Этика убеждения и этика ответственности: Макс Вебер и Лев Толстой | страница 2



Между тем сам факт подобного – в большинстве случаев почти автоматического – искажения толстовской идеи, совершаемого уже в акте «первой встречи» с нею, свидетельствовал об одном и том же крайне прискорбном обстоятельстве. О том, что в России времен «позднего Толстого» уже не представляли, как правило, никакого иного противления злу, кроме насильственного. Всей Россией, и прежде всего ее разумом, который олицетворяла дореволюционная российская интеллигенция, овладевала «безумная идея», согласно которой злу можно сопротивляться, пользуясь только его собственными средствами, его собственным оружием: оружием войны или революции – в обоих случаях оружием организованного братоубийства. И, как показала уже первая мировая война, эта «безумная идея» овладела в конце концов умами совсем не одних только российских интеллектуалов: ею заболел «мировой дух» – если воспользоваться известным выражением Гегеля, которому этот «дух» явился в образе Наполеона, оседлавшего его как своего боевого коня.

И тут возникает кардинальный вопрос: не было ли такое – повторяю: едва ли не автоматически-»бессознательное» – «усекновение» уже самой формулировки толстовской идеи отражением этого предреволюционного и предвоенного «помрачения умов» всех тех «властителей дум» (как в России, так и во всем мире), которые усматривали свой «реализм», противополагаемый ими «морализму», и своей, пусть не всегда осознанной, но вере в конечное торжество зла, заставляющего даже его убежденных противников пользоваться его оружием, умножая тем самым общее количество зла в мире? Что и подтвердил наш проклятый Богом век и двумя мировыми войнами, и множеством насильственных революций, чьи победы увенчивались, как правило, либо гулагами, либо освенцимами, то есть геноцидом, организованным в «общегосударственном масштабе». А все это, вместе взятое, побуждает нас хоть немного, но задуматься, по крайней мере «попридержать коней» своей нетерпеливо-торопливой мысли («Мои мысли – мои скакуны»?), норовящей перескакивать теоретические препятствия, вместо того чтобы разбирать их.

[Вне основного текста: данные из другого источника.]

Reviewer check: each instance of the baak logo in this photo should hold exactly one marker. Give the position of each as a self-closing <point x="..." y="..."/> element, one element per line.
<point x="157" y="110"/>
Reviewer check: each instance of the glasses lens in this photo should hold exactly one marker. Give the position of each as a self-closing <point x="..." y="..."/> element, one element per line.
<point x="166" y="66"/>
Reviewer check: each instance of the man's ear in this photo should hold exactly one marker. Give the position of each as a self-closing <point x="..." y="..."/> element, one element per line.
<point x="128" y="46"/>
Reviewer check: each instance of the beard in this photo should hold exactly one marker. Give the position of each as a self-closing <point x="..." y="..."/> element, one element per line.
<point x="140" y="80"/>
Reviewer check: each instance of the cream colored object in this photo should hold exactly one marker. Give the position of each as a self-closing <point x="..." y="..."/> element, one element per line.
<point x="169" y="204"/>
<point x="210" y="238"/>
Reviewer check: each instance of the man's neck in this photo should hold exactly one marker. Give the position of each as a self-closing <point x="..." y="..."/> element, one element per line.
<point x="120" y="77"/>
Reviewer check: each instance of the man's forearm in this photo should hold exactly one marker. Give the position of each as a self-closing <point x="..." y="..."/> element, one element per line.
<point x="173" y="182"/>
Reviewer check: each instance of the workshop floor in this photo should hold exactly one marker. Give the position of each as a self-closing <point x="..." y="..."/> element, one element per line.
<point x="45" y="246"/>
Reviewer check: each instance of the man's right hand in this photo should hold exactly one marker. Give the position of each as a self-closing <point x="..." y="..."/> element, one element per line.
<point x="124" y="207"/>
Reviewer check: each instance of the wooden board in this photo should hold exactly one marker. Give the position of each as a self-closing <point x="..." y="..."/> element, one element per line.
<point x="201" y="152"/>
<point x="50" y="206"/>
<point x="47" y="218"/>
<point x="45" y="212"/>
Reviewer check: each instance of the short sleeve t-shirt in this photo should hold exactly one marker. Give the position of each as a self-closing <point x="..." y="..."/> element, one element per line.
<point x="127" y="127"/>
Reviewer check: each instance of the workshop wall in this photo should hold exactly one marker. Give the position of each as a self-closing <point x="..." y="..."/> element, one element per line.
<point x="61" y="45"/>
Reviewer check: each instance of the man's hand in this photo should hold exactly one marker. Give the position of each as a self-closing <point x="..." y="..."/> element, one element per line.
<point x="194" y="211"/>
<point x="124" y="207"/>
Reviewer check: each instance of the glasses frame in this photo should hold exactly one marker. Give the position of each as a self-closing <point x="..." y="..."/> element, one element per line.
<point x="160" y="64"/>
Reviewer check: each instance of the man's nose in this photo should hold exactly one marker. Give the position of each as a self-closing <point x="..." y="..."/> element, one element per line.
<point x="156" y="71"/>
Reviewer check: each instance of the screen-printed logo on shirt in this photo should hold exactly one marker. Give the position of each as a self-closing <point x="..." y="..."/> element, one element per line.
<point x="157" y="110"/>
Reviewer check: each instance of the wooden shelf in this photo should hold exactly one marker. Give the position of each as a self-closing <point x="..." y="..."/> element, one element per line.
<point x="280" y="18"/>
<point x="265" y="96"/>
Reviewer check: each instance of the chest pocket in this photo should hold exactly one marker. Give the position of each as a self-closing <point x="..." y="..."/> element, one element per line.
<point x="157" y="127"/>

В самом деле, так ли уж примитивен был Лев Толстой, кому ницшеанец Мережковский приписал «ум подростка» (противопоставив ему «бездны» глубокомыслия Ницше), когда утверждал, что насилие – это основное оружие зла и, применяя его против зла (пусть даже с самыми благородными целями), мы неизбежно оказываемся в двусмысленном положении, сознательно или бессознательно заключая сделку с ним по поводу самого главного? Не ставил ли тем самым Толстой проблему такой глубины, какую просто-напросто не смогли постичь даже мыслители более крупного масштаба, чем масштаб Мережковского? И не открывается ли на этой глубине не только нравственно-религиозная концепция, но определенная метафизика и онтология – целое миросозерцание, которое вынашивал Лев Толстой вплоть до самых последних его публикаций и набросков?